- Theatrical release poster
- Directed by: Josiane Balasko
- Written by: Josiane Balasko
- Produced by: Josiane Balasko Louis Becker
- Starring: Karin Viard Thierry Lhermitte Josiane Balasko
- Cinematography: Pascal Gennesseaux
- Edited by: Claudine Merlin
- Music by: Mark Russell
- Production company: ICE3
- Distributed by: Warner Bros. Pictures
- Release date: 2 February 2005;
- Running time: 95 minutes
- Country: France
- Language: French
- Budget: $8.2 million
- Box office: $6.8 million

= The Ex-Wife of My Life =

The Ex-Wife of My Life or L'Ex-femme de ma vie is a 2005 French comedy-drama film directed by Josiane Balasko and starring Balasko, Karin Viard and Thierry Lhermitte.
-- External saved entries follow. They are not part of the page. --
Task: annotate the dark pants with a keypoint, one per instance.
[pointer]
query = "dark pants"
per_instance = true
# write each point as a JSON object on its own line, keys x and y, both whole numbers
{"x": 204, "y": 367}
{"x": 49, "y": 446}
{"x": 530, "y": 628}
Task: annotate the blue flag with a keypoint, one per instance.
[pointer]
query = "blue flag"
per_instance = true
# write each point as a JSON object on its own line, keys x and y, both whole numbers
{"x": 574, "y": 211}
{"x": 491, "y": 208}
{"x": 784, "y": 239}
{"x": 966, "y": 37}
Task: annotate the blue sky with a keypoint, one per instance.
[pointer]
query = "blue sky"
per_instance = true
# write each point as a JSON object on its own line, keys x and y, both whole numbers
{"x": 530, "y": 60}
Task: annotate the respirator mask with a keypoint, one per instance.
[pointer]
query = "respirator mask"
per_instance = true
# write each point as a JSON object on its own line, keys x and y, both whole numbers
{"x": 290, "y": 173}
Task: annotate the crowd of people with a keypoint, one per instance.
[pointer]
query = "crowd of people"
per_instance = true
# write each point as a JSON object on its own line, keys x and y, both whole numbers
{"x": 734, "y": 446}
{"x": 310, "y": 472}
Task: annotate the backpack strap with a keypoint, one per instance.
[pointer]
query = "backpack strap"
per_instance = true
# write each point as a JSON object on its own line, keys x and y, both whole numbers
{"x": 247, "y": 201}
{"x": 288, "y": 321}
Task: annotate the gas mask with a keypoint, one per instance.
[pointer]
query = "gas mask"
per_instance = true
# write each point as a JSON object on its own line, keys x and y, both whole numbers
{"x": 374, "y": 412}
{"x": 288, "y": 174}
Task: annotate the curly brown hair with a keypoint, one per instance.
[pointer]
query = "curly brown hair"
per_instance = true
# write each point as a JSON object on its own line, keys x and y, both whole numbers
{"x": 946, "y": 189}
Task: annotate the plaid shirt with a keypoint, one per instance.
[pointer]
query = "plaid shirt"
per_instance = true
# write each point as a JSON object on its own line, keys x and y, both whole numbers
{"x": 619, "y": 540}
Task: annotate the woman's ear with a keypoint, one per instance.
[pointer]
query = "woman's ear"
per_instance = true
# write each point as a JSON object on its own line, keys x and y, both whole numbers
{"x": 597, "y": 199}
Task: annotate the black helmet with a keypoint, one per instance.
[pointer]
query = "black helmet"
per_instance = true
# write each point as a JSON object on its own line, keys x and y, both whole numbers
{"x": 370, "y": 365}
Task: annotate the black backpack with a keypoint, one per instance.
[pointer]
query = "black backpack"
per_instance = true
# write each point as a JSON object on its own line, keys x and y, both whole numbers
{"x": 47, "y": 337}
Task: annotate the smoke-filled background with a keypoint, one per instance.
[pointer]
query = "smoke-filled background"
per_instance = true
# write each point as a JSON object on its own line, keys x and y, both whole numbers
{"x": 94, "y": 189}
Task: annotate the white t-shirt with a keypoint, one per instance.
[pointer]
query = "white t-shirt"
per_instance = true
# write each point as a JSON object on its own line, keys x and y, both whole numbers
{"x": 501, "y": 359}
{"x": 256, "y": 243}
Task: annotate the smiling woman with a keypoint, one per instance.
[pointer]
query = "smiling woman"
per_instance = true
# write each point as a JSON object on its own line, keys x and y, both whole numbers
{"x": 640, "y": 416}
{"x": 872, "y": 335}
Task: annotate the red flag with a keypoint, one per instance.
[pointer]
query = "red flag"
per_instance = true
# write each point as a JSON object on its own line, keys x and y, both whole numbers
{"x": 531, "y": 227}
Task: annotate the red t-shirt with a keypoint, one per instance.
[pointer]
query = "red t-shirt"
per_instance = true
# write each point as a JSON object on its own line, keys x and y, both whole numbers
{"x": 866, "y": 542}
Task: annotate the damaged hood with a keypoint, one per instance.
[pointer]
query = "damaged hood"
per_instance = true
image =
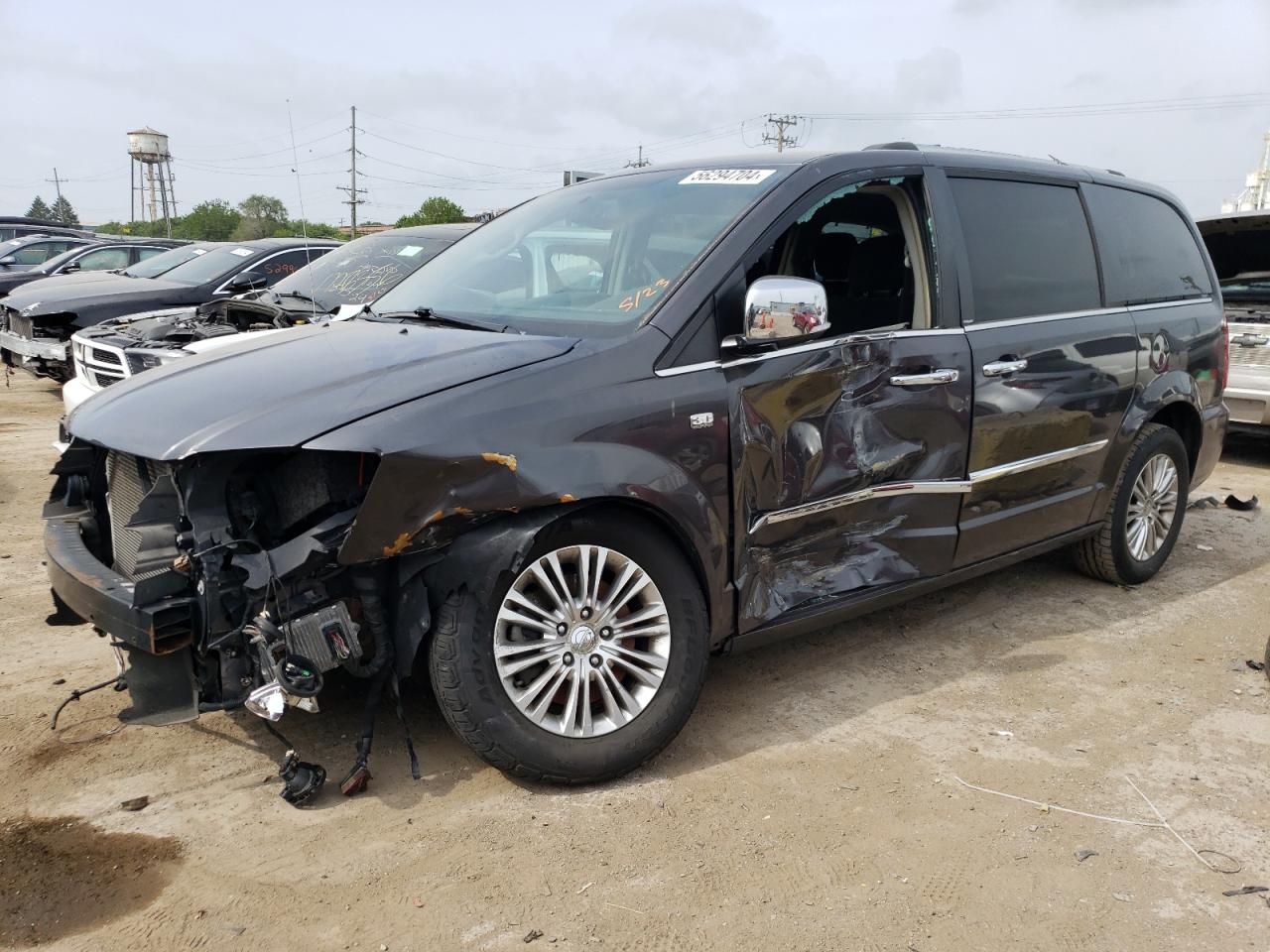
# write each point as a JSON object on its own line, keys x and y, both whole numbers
{"x": 282, "y": 390}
It is the sixth film directed by Balasko.

==Plot==
Tom is a successful popular novelist. He will soon marry again. However, he meets his previous wife in a restaurant. She is penniless, homeless, and seven and a half months pregnant. She asks him for help. Tom decides to host her. Quickly, his ex-wife and her psychiatrist friend invade his home.

==Cast==

- Thierry Lhermitte as Tom
- Karin Viard as Nina
- Josiane Balasko as Marie-Pierre Sarrazin
- Nadia Farès as Ariane
- Didier Flamand as René
- Micheline Dax as Madame Belin
- Nicolas Silberg as Bourdin
- Francia Seguy as Madeleine
- Stella Rocha as Tamira
- Walter Dickerson as Elvire
- Joseph Menant as Lulu
- Sylvie Herbert as Geneviève
- George Aguilar as Forcené M. Alvarez
- Dolly Golden as Cynthia
- Raymonde Bourgeois as Rebecca
- Dominique Aliot as Marilyn
- Luciano Federico as The cooker
- Lucien Jean-Baptiste as The inspector

==Release==
The film premiered at the Marrakech International Film Festival in 2004.